Ils avancent plus vite. Plus vite que quiconque, apparemment.
Les Émirats arabes unis et l’Arabie saoudite ne se contentent pas de jouer avec la technologie des usines intelligentes. Selon le 11e rapport annuel State of Smart Manufacturing de Rockwell Automation, le Moyen-Orient est en tête du peloton en matière d’adoption de l’IA industrielle et de la transformation numérique.
Grosse réclamation ?
Peut être. Mais les chiffres sont bruyants. Rockwell a demandé à plus de 1,50 dirigeants de l’industrie manufacturière sur 17 ce qu’ils pensaient. Au Moyen-Orient, 98 % des fabricants déclarent que la transformation numérique est essentielle. Comparez cela à l’Europe. Les États-Unis. La moyenne mondiale. Tout le monde est à la traîne.

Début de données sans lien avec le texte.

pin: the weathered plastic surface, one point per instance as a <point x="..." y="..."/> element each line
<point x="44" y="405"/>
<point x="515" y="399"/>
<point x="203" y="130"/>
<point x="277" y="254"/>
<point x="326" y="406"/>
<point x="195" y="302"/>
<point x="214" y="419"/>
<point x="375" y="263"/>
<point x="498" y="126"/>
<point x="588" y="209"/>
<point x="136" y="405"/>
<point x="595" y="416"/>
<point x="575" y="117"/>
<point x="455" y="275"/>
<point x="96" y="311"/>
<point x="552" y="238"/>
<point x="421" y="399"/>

Ces chefs régionaux dépensent également de l’argent. Près de 30 % de leurs budgets de fonctionnement ? Parti pour investir dans la technologie industrielle. Il ne s’agit pas d’une modernisation progressive. C’est un pari sur la compétitivité mondiale.
Le “Si” est terminé
Oubliez les pilotes.
L’IA n’est plus dans un bac à sable. Il est intégré directement dans les systèmes opérationnels. Nous parlons de contrôle qualité, de cybersécurité, d’optimisation des processus, de toute la pile. Le débat dans la région n’est pas de savoir si ils doivent adopter ces outils. C’est à quelle vitesse ils le peuvent.
Rockwell Automation a publié les résultats de cette enquête menée auprès de 1,50 personnes. La conclusion ? Le Moyen-Orient est devenu l’épicentre de l’adoption de l’IA dans le secteur manufacturier.
Pourquoi? Parce que l’engagement est lié au partage du portefeuille.
L’IA et l’apprentissage automatique génèrent le plus grand retour sur investissement. Surpassant toutes les autres technologies du livre. Cela favorise la résilience, les décisions en temps réel et l’efficacité. L’IA générative n’est pas un mot à la mode ici. C’est entièrement intégré.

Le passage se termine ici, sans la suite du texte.